The COVID-19 pandemic created legions of hybrid and remote employees who rely on the WWAN model to connect them to the corporate network. As carriers continue to modernize their networks with the advent of 5G, reduced latencies and increases in speed and capacity enable the WWAN model to gain market share as various technologies -- including software-defined networking (SDN) -- are layered over it.
When implemented properly, WWAN is viable in several roles and continues to garner interest as enterprise networks and their use cases evolve.
WWAN vendor Cradlepoint is arguably the standard-bearer for providing components like 5G routers that use WWAN for enterprise use. But the field is growing as traditional networking vendors embrace the opportunities that come with WWAN.
Whether a branch location is being turned up or a short-term event needs networking, making use of WWAN can be the difference between success and no network at all, especially in difficult-to-wire locations. Carriers are getting the message that flat-rate pricing and data pooling for multiple subscriptions help customers consider WWAN as an affordable option versus "the meter is always running" paradigm of yesterday.

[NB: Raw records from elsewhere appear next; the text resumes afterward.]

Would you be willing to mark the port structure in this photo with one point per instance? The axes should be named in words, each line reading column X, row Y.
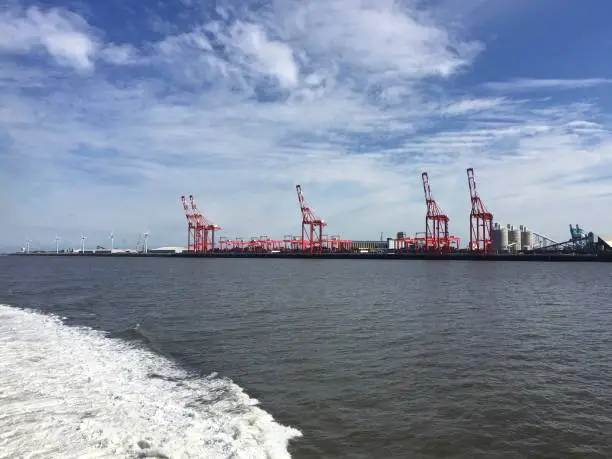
column 436, row 222
column 312, row 226
column 200, row 232
column 190, row 225
column 481, row 220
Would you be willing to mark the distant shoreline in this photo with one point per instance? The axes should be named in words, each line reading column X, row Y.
column 345, row 256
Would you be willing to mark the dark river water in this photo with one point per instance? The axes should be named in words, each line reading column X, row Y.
column 127, row 357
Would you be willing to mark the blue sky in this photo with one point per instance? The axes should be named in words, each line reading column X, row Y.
column 111, row 110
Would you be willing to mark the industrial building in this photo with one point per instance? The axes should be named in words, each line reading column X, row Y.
column 511, row 239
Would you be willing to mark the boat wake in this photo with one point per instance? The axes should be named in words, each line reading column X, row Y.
column 73, row 392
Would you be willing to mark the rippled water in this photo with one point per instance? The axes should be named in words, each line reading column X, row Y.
column 372, row 359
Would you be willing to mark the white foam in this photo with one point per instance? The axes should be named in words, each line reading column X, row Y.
column 72, row 392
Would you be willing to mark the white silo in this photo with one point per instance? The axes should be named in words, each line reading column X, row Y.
column 500, row 238
column 514, row 239
column 526, row 238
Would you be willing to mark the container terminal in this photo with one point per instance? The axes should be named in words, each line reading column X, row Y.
column 488, row 240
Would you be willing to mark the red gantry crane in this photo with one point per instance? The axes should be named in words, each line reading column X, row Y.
column 312, row 227
column 436, row 223
column 190, row 226
column 481, row 220
column 204, row 231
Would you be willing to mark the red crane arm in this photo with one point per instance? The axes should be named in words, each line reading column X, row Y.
column 308, row 215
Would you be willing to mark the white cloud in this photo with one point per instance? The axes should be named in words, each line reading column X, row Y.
column 61, row 33
column 531, row 84
column 64, row 35
column 354, row 108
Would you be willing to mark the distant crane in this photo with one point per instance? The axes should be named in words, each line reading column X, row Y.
column 436, row 223
column 481, row 220
column 202, row 230
column 146, row 237
column 312, row 226
column 190, row 225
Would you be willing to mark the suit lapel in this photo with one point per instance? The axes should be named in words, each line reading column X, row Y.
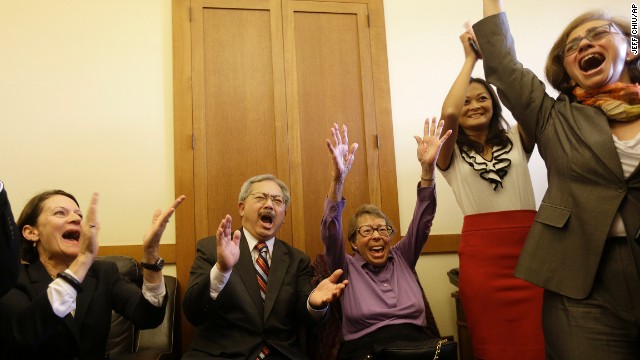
column 40, row 280
column 602, row 146
column 247, row 272
column 278, row 270
column 86, row 296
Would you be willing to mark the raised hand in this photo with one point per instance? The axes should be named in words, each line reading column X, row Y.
column 89, row 232
column 228, row 246
column 328, row 290
column 341, row 153
column 429, row 145
column 469, row 43
column 159, row 221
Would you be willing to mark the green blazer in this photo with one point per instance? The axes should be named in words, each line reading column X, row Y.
column 586, row 186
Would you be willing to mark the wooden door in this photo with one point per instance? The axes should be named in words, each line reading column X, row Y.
column 257, row 85
column 239, row 118
column 329, row 79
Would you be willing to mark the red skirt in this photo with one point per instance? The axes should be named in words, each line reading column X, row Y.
column 504, row 313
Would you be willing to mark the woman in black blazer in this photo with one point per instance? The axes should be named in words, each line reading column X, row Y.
column 583, row 247
column 60, row 306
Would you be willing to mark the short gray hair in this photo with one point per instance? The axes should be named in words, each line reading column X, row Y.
column 246, row 187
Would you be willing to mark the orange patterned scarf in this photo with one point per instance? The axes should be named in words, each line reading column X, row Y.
column 619, row 101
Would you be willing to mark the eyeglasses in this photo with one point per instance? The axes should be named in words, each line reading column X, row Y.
column 367, row 230
column 261, row 198
column 593, row 34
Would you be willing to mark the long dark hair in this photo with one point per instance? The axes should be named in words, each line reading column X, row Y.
column 29, row 216
column 554, row 69
column 498, row 126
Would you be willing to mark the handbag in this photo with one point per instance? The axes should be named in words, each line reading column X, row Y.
column 433, row 348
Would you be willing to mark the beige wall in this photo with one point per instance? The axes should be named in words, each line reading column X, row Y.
column 86, row 103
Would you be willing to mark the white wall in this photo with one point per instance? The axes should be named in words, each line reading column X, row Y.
column 425, row 56
column 86, row 103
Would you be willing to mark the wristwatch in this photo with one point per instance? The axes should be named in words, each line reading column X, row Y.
column 157, row 266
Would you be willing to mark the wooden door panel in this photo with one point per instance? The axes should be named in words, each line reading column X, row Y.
column 329, row 80
column 239, row 122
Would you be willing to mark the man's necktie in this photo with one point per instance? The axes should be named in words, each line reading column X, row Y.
column 262, row 273
column 262, row 268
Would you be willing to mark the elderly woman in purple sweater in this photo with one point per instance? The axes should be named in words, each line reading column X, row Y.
column 383, row 302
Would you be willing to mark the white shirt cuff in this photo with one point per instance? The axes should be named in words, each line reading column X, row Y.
column 218, row 280
column 62, row 296
column 154, row 293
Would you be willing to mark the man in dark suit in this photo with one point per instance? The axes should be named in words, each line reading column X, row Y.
column 9, row 244
column 235, row 317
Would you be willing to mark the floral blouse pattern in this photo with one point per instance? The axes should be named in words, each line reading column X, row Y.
column 493, row 170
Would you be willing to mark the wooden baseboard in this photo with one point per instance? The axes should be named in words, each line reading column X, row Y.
column 167, row 251
column 442, row 243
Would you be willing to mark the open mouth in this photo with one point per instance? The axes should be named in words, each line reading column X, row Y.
column 267, row 218
column 71, row 235
column 377, row 250
column 591, row 62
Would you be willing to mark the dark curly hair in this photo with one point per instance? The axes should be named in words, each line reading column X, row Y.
column 366, row 209
column 554, row 69
column 29, row 216
column 498, row 126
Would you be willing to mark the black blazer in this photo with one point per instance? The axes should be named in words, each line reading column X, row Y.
column 29, row 329
column 9, row 244
column 236, row 324
column 586, row 185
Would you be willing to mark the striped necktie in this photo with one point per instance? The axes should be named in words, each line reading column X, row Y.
column 262, row 273
column 262, row 268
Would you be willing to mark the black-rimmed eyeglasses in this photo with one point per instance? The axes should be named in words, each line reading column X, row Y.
column 367, row 230
column 592, row 34
column 261, row 198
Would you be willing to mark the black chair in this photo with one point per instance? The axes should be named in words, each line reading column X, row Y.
column 126, row 342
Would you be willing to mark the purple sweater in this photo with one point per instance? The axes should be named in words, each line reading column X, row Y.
column 379, row 296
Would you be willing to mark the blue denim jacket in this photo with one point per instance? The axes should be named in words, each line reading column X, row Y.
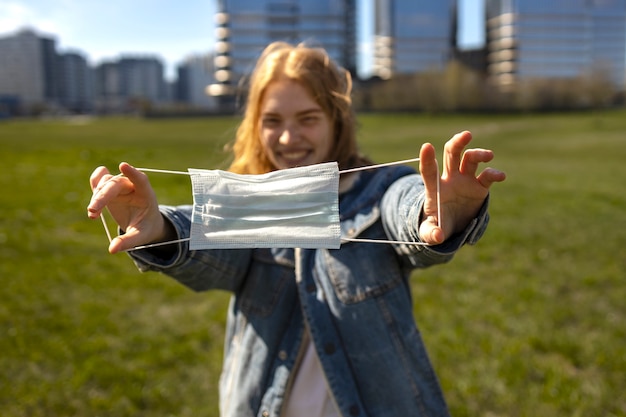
column 355, row 303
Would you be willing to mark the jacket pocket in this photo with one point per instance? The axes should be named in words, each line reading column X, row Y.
column 268, row 278
column 360, row 271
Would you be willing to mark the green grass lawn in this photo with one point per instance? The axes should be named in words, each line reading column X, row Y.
column 530, row 322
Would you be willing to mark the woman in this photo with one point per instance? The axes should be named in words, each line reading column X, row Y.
column 317, row 332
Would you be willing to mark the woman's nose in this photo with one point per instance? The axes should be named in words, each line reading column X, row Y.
column 288, row 136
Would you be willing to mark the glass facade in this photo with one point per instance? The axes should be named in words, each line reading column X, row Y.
column 412, row 36
column 246, row 27
column 538, row 39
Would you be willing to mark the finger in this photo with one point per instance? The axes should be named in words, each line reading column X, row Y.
column 489, row 176
column 126, row 241
column 472, row 158
column 428, row 170
column 138, row 178
column 107, row 189
column 430, row 232
column 453, row 150
column 96, row 176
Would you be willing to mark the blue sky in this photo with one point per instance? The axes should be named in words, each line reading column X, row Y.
column 173, row 30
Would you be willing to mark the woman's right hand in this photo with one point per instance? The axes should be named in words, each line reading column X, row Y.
column 132, row 203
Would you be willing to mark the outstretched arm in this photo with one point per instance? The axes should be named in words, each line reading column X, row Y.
column 462, row 189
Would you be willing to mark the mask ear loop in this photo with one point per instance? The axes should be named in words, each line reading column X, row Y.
column 345, row 171
column 397, row 242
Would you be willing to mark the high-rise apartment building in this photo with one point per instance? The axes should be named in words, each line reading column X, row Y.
column 412, row 36
column 23, row 67
column 130, row 81
column 540, row 39
column 245, row 27
column 194, row 74
column 32, row 71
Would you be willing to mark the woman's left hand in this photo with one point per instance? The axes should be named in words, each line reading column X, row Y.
column 462, row 190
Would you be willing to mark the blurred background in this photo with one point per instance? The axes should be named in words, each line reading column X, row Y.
column 160, row 57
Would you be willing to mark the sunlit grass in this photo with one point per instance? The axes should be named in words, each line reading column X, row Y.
column 529, row 322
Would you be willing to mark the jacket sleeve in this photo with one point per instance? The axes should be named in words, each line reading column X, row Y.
column 198, row 270
column 401, row 209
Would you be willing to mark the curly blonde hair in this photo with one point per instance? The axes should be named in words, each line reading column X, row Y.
column 327, row 83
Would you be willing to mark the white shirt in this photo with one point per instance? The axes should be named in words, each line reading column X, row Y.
column 309, row 395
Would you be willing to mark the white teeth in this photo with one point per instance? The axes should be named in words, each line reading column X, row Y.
column 294, row 155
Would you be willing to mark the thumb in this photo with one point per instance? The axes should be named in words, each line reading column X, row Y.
column 430, row 232
column 128, row 240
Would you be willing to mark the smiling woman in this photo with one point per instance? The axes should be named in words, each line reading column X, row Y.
column 295, row 131
column 321, row 330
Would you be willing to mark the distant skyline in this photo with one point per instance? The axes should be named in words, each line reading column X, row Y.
column 105, row 30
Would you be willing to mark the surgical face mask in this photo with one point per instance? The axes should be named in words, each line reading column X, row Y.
column 295, row 207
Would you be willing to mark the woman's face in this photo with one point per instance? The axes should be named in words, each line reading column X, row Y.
column 294, row 129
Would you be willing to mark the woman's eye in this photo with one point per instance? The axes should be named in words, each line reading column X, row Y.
column 270, row 122
column 309, row 120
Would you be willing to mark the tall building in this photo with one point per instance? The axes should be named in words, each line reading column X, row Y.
column 540, row 39
column 76, row 83
column 413, row 36
column 245, row 27
column 129, row 82
column 22, row 69
column 32, row 71
column 194, row 75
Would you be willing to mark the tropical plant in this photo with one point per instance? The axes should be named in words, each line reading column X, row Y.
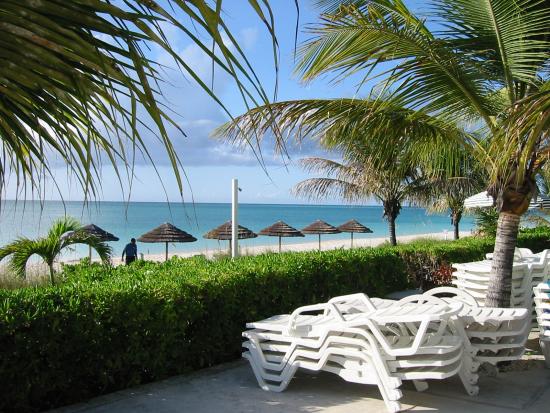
column 77, row 86
column 446, row 192
column 486, row 220
column 63, row 233
column 359, row 181
column 480, row 65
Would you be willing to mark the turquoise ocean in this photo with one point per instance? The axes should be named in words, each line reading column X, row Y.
column 127, row 220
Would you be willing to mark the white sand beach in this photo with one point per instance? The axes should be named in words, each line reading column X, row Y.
column 305, row 246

WWAN is a space to watch, especially considering today's evolving work models and the fast convergence of several technologies, including 5G, SDN and private cellular.
Wireless WAN vs. wireless LAN vs. Wi-Fi: What are the differences?
When comparing WWAN, WLAN and Wi-Fi, the distinctions can be minor but they're worth calling out -- at least to make the point there's more to wireless than just Wi-Fi.
As a whole, wireless networking can be split into several smaller buckets. Above, we already mentioned the differences between WWAN and WLAN, so where does Wi-Fi fit? Generally, we don't find or use Wi-Fi in wireless WAN, so that part is easy. On the WLAN front, Wi-Fi is simply one variant -- and currently the dominant one -- in wireless LAN.